L’une des plus belles partitions du répertoire français, et métaphore éblouissante du pouvoir du théâtre, dirigée par Louis Langrée et mise en scène par Cyril Teste.
Opéra en cinq actes. Livret de Michel Carré et Jules Barbier d’après Shakespeare. Créé le 9 mars 1868 à l’Opéra (salle Le Peletier).
Hamlet refuse d’assister au couronnement de son oncle Claudius. Celui-ci n’épouse-t-il pas la reine sa mère, veuve depuis peu ? Hamlet père semble déjà oublié à Elseneur, ce qui meurtrit plus le prince que sa propre mise à l’écart du trône. L’apparition du feu roi sur les remparts va le précipiter dans une quête destructrice de la vérité.
De l’adaptation de l’original par Dumas, Barbier et Carré firent un livret aussi romantique que spectaculaire, où Ophélie brille d’un éclat particulier. Avec ses airs virtuoses, ses ensembles saisissants et son orchestre chatoyant où débutait le saxophone, Ambroise Thomas composa l’une des plus belles partitions du répertoire français. Louis Langrée est l’un des grands promoteurs d’Hamlet, Stéphane Degout l’une de ses incarnations les plus vibrantes. Sabine Devieilhe fait ses débuts dans l’extraordinaire rôle d’Ophélie, Ramy Fischler plante le décor et Cyril Teste met en scène, en images et en perspective cette métaphore du pouvoir du théâtre.
Le dispositif scénique sur Hamlet impose l’extinction complète des téléphones portables. Merci pour votre diligence et bon spectacle !
Ambroise Thomas fut en son temps un trait d’union entre l’Opéra Comique et l’Opéra. En deux ans, de 1866 à 1868, il donna à chaque théâtre un chef-d’œuvre, respectivement Mignon et Hamlet. Des titres que réclamait le public ! C’est ainsi que l’Opéra s’apprêtait déjà à fêter la 100e d’Hamlet, le 28 octobre 1873… lorsqu’il fut ravagé par les flammes. À l’Opéra Comique, la routine avait peut-être pris le dessus lorsqu’en pleine 745e de Mignon, le 25 avril 1887… éclata l’incendie qui détruisit la deuxième salle Favart.
Que le public de 2018 se tranquillise ! Nous avons sans encombre réhabilité Mignon en 2010. Et le rôle-titre d’Hamlet est aujourd’hui si recherché par les barytons que l’œuvre reparaît partout : à New York, Marseille, Vienne, Bruxelles, Göteborg ces dernières années, l’an prochain à Barcelone et Berlin.

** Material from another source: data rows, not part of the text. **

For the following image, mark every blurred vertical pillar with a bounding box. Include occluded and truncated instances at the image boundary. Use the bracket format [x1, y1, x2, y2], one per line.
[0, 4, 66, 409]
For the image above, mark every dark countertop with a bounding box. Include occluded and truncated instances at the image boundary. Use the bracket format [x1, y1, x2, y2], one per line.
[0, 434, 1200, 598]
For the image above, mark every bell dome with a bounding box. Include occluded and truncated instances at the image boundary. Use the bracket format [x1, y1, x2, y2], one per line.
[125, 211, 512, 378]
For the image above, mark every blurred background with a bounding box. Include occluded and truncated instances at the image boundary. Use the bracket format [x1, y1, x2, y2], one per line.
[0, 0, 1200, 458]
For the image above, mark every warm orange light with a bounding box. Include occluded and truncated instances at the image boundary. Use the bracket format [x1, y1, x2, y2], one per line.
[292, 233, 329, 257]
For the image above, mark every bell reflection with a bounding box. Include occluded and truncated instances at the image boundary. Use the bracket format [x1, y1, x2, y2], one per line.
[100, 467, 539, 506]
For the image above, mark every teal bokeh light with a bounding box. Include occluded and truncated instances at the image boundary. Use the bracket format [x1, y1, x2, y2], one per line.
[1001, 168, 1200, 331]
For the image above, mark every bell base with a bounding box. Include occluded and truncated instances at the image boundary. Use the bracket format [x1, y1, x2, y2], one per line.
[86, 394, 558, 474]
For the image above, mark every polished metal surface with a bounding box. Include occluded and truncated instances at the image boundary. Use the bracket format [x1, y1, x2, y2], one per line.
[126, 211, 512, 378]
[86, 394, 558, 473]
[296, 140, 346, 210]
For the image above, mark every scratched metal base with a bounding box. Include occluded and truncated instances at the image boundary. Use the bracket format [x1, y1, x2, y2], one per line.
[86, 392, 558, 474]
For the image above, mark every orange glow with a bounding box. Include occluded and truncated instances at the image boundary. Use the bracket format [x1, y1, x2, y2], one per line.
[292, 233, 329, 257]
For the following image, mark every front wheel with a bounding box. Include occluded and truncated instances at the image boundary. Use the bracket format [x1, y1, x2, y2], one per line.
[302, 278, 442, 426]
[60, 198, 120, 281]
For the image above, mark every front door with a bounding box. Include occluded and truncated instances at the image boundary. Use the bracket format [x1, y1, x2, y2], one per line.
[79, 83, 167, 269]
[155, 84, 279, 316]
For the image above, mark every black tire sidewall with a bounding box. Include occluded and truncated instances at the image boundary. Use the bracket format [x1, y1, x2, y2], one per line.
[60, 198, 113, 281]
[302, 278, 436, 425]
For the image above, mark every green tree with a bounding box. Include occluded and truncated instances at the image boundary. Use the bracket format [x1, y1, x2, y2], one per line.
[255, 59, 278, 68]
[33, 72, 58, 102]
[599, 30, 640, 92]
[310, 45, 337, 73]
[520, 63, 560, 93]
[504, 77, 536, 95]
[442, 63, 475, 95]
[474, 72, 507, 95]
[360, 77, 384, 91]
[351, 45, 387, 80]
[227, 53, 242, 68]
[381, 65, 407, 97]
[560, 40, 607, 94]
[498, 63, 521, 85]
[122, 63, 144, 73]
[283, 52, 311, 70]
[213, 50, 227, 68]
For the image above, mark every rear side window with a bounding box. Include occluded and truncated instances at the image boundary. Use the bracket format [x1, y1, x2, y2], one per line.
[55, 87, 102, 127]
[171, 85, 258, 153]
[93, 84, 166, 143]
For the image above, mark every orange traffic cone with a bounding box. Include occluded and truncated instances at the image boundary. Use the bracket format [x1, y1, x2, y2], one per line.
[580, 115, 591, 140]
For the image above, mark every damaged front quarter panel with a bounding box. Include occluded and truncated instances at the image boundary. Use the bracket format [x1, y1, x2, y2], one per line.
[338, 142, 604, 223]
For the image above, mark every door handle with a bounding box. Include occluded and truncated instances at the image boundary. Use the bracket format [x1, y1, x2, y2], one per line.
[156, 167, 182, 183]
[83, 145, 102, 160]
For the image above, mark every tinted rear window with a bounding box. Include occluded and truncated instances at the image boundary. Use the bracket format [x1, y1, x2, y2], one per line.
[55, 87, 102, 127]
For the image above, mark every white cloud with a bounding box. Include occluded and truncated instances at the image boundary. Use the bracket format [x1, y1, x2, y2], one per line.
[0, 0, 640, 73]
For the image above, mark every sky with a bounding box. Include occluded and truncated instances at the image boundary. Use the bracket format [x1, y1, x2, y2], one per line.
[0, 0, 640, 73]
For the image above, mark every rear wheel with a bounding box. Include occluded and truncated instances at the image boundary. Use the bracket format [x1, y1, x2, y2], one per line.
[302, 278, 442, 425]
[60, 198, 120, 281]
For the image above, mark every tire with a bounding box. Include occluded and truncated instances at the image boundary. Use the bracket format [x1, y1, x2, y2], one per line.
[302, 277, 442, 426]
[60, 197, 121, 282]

Inspirés respectivement de Goethe et de Shakespeare, Mignon et Hamlet s’associent dans la production de Thomas à Françoise de Rimini d’après… Dante. Ce triplé lui fut reproché, alors que ses contemporains en faisaient autant depuis le triomphe parisien de l’Otello de Rossini en 1821. Les sujets littéraires régénéraient l’art lyrique en inspirant des partitions d’autant plus audacieuses que les originaux étaient connus du public.
Aucun relent nationaliste dans le reproche. Sous le Second Empire, on sait que le personnage d’Hamlet est d’abord français, né sous la plume de Belleforest dont les Histoires tragiques, imprimées en 1570, sont traduites en anglais au moment où Shakespeare produit sa pièce.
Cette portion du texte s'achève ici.